Today was more like a work day than I’ve had in recent memory. I got a reminder call this morning regarding my duties this afternoon as Helper Parent / Snack Parent at my children’s preschool co-op. My husband and my experiences differ, but I am so far very impressed by our choice of school which features low tuition, professional staffing and scheduling follow-through, a great ratio (seven kids to at least two teaching adults), kid crafts that are somehow elaborate, beautiful, but kid-friendly, a plethora of books and songs, and a rather academically-oriented program. I looked forward to today’s school day.
But after last shift’s debacle I was left wondering a bit if my attitude and my menu needed an adjustment. I thought it through and came up with non-health-nut fare: carrot sticks with dipping sauce, pink lady apples, and homemade chocolate chip oatmeal cookies.

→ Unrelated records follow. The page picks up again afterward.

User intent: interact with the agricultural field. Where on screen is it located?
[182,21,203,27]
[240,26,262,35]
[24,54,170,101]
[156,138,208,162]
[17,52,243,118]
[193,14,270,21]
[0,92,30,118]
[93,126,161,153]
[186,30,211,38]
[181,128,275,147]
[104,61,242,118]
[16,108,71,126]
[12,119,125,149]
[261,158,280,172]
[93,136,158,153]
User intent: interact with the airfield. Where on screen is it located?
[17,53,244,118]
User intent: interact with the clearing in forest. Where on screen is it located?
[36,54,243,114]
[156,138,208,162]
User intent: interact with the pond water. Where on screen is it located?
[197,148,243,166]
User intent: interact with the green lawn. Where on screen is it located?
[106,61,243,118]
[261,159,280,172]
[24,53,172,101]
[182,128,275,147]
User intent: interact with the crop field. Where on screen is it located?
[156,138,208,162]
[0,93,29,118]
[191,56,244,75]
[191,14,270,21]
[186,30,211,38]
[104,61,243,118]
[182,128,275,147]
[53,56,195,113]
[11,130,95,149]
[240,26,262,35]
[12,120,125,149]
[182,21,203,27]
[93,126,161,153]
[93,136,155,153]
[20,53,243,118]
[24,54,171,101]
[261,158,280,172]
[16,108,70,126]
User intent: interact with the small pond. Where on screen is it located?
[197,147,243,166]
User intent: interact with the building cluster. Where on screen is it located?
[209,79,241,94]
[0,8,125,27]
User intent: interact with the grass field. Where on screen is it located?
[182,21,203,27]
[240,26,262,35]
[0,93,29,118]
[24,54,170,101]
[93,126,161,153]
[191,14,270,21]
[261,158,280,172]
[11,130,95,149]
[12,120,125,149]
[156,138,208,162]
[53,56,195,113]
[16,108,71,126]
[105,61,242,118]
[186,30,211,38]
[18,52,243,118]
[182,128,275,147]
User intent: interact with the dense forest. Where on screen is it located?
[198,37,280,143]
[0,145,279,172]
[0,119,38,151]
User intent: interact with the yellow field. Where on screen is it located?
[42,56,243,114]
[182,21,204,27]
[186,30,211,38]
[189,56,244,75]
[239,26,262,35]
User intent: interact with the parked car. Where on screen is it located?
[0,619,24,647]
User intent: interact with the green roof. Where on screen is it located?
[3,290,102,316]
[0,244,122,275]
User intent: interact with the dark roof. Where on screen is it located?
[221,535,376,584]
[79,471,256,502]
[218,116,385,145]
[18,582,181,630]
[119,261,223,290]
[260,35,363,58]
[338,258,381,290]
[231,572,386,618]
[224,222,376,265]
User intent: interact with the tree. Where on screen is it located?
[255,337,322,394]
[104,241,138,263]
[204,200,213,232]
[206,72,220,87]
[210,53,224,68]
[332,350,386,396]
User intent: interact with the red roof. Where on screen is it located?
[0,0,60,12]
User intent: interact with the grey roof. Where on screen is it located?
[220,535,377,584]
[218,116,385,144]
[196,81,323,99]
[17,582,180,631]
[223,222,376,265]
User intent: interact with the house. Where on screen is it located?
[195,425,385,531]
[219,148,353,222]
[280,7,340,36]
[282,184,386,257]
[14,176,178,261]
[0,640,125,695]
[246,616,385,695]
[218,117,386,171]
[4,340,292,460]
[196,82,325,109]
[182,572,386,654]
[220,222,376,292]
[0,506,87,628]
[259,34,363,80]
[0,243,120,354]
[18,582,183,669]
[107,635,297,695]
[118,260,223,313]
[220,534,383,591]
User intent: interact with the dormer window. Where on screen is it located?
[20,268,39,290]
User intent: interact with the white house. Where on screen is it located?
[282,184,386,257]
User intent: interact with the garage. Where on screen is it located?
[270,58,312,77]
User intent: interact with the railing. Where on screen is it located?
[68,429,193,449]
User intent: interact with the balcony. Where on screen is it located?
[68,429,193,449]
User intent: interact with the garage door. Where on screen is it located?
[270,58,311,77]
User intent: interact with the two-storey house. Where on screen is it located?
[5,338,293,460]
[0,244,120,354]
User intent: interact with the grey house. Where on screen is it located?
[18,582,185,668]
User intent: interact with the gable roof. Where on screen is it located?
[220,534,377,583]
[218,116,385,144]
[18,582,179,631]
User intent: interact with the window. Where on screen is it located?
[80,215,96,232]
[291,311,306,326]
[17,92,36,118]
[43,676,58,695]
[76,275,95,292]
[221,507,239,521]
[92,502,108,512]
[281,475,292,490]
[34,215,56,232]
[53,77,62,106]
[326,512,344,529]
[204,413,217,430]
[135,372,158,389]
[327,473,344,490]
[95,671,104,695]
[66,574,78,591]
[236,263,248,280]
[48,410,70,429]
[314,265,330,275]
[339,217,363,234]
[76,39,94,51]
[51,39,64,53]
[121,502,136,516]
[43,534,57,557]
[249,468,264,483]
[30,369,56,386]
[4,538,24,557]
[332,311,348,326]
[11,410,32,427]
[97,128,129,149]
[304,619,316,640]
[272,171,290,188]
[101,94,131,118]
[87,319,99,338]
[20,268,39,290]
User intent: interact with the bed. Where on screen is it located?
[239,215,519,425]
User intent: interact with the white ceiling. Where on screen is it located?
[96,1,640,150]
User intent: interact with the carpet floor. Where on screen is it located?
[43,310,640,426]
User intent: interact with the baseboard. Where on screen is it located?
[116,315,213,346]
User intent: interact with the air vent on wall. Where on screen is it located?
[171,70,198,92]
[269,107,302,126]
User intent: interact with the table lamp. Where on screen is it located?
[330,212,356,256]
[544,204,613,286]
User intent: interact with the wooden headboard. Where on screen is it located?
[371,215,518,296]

As it turned out, the actual class time was great. Because there are so few children, I am already getting to know them and their individual natures. The shy reed-thin artist who meticulously colors inside lines, cuts exacting shapes, is quiet and polite but rages like a maniac during Open Gym time. The Observer with sleepy blue eyes and tangled fawn hair, very thoughtful and deliberate in contributions to the conversation. The tall red-head who watches shyly and levelly with an almost adult gaze and when you return the look smiles in a big, toothy gap. Then there is it – a creature I have mentally coined “The Monsturd” because of its bossiness, rudeness, lack of any native please or thank you and, for two sessions in a row, very obtuse comments about the food served. This particular child took a break from free time where everyone else was playing to come over and point to the first thing I was putting on the plates – ceasar dressing for dipping carrot sticks – and said, “I don’t like that.” “OK,” I reply, moving around the table and trying not to feel irritation. “I DON’T LIKE THAT” the little reptile said again, more loudly. “I don’t care. Go back and play.” Readers, I am not prone to speaking that way to any children but my own, whom I would likely hug and apologize to after. My lack of empathetic response during what was mostly a lovely day should indicate just how appalling I find the child’s behavior.

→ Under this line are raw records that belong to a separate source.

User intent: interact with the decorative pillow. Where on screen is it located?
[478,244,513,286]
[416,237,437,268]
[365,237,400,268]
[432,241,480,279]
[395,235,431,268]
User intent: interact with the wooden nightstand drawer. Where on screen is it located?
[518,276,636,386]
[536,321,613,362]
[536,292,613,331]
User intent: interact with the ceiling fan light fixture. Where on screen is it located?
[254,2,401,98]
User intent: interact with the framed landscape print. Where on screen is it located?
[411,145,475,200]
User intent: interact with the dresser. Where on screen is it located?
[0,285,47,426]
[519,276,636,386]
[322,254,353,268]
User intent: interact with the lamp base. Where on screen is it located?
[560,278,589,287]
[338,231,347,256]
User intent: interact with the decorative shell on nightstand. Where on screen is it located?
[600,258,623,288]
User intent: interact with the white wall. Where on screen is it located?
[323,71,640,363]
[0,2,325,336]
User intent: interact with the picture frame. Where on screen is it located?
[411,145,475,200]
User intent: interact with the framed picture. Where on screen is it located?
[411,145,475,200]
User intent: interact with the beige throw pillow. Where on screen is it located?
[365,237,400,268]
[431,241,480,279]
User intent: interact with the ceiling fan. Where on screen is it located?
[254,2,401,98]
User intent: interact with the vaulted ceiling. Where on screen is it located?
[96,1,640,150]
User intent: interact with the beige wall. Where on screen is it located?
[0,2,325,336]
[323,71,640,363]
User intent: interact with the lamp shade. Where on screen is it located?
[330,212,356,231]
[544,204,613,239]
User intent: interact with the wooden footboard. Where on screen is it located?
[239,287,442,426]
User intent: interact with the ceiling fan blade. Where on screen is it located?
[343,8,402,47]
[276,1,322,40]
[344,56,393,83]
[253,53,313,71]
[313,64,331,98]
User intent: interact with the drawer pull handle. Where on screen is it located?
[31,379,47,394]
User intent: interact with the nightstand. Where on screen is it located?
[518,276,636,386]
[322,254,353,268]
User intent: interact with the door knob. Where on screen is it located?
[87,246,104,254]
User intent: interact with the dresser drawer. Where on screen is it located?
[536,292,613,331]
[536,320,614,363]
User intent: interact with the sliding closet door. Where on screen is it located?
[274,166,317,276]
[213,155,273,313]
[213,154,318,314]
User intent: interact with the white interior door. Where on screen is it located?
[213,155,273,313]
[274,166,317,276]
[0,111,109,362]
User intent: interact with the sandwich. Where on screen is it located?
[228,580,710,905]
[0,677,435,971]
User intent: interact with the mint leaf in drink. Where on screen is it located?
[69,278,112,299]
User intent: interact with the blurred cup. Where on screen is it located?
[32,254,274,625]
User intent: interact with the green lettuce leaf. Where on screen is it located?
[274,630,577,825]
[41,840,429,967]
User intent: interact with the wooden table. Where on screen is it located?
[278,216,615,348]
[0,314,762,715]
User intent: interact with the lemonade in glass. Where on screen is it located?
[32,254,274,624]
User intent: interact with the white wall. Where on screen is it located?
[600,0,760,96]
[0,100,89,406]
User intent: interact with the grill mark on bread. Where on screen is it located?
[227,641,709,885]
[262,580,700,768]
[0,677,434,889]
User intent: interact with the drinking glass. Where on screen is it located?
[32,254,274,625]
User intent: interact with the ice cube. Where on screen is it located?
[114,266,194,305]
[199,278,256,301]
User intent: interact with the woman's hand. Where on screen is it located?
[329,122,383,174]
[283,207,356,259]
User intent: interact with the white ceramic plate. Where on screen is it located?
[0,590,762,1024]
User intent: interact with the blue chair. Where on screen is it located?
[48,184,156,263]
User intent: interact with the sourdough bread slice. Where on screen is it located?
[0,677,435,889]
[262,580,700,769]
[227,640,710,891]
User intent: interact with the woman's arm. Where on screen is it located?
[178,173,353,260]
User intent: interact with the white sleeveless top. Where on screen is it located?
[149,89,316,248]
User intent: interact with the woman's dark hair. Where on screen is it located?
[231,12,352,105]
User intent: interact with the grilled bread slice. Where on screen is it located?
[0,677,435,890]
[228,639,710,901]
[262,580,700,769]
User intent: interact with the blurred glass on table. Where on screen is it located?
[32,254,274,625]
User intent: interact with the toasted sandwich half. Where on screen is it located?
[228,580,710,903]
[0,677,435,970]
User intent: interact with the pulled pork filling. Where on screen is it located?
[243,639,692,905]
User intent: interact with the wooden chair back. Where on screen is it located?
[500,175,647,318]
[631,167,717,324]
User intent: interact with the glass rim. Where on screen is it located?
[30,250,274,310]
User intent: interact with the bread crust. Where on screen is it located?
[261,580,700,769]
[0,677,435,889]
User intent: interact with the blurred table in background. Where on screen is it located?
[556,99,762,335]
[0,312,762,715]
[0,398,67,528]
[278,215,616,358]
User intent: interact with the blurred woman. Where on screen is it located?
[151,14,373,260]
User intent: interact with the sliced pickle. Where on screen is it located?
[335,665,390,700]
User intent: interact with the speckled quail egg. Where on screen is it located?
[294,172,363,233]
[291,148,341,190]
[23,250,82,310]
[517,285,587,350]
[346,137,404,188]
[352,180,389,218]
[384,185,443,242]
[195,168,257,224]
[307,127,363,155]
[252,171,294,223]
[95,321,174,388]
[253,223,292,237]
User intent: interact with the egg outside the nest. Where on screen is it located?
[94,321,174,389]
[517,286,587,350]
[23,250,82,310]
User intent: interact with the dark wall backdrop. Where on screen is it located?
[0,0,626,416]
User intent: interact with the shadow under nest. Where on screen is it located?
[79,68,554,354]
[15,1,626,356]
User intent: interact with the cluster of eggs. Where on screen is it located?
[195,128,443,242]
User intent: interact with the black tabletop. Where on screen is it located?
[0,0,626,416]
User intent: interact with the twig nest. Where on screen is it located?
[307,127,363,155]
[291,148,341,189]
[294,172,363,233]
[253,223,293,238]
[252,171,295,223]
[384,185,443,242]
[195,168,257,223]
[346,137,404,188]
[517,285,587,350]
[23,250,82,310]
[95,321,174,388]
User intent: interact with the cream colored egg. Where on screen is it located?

Note to self: practice tolerance and love. Praise children I find difficult to like.
Despite one or two annoyances, I loved my time with the children today. I observe my Sophie is very adroit in reading, spelling, “math” (memorizing phone numbers and counting days of the month), and even the artistic projects, which she finishes quickly and efficiently. I find myself wondering if she, like me, will find school easy and if she will enjoy it as much as I did. As much as I liked school I did not, as some might worry, grow up “performance-oriented” or what I like to think of as Lisa Simpson syndrome. I find myself – I’m horrified to admit – taking her natural prowess for granted and focusing on anything she isn’t doing perfectly – “Sophie, you need to sit still during story time,” “Sophie, don’t lose your ponytail holder today.” Etc. Etc.

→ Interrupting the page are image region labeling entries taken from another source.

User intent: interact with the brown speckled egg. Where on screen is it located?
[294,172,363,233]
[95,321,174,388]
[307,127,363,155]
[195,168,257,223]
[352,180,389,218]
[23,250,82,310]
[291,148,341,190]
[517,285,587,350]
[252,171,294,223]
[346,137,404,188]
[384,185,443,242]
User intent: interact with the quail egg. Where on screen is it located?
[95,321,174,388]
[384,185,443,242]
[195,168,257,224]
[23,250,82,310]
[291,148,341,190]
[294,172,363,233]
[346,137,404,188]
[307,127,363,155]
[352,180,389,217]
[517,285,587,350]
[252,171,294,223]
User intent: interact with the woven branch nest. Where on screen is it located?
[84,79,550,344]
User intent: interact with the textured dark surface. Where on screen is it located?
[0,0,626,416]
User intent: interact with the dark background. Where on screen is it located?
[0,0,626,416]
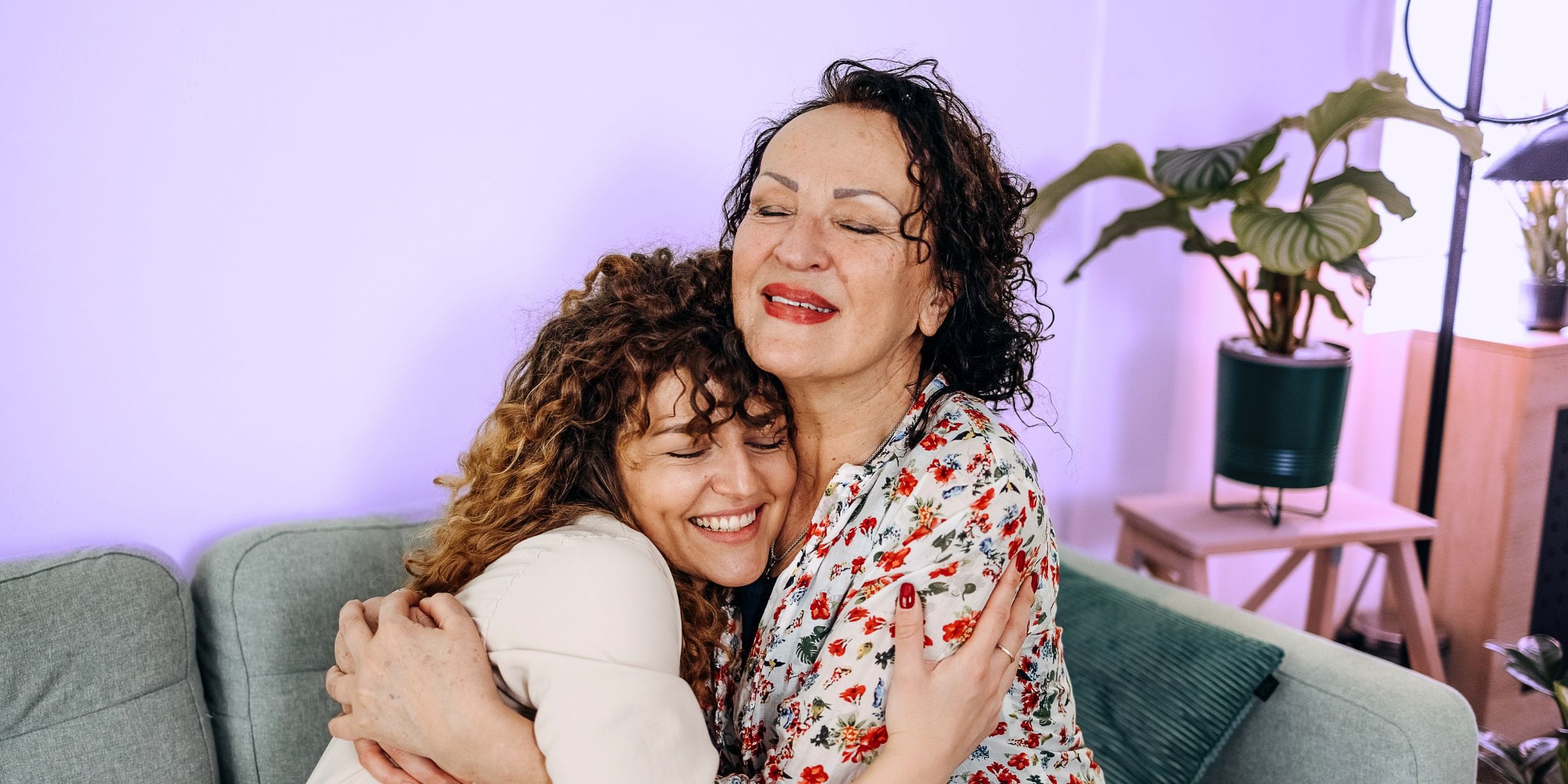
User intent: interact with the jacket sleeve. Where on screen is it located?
[459,533,718,784]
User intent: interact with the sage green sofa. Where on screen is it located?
[0,517,1475,784]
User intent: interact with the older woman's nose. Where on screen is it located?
[773,215,828,270]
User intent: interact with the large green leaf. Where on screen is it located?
[1181,234,1245,257]
[1066,199,1193,282]
[1286,71,1482,158]
[1328,252,1377,301]
[1308,166,1416,220]
[1154,125,1279,196]
[1230,161,1284,204]
[1486,635,1568,694]
[1024,141,1159,232]
[1231,185,1377,274]
[1301,278,1355,326]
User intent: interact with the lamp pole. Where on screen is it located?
[1405,0,1491,577]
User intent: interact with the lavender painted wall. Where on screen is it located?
[0,0,1391,612]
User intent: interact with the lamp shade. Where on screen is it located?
[1485,119,1568,182]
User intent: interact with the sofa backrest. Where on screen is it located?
[0,547,218,784]
[191,517,420,784]
[1062,547,1475,784]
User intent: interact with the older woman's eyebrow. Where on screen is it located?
[762,171,800,193]
[832,188,898,210]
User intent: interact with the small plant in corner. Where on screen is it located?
[1480,635,1568,784]
[1026,72,1482,356]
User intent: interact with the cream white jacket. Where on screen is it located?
[307,514,718,784]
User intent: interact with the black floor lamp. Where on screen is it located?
[1403,0,1568,576]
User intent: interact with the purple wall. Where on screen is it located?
[0,0,1389,596]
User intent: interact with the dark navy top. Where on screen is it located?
[736,572,777,663]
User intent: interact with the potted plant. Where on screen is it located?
[1480,635,1568,784]
[1514,182,1568,331]
[1026,72,1482,514]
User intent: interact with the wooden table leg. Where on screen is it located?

Note to self: let own children relax during their preschool hours. Surrender their behavior to their teachers’ and peers’ moderation.
Nels loved time with the big kids, too. His modus operandi: find whichever kid was doing the wiggliest storytime sitting, the loudest singing, and copy. Pure bliss.
np – Muse’s Origin Of Symmetry. No one else in my personal sphere seems to realize how great this album is.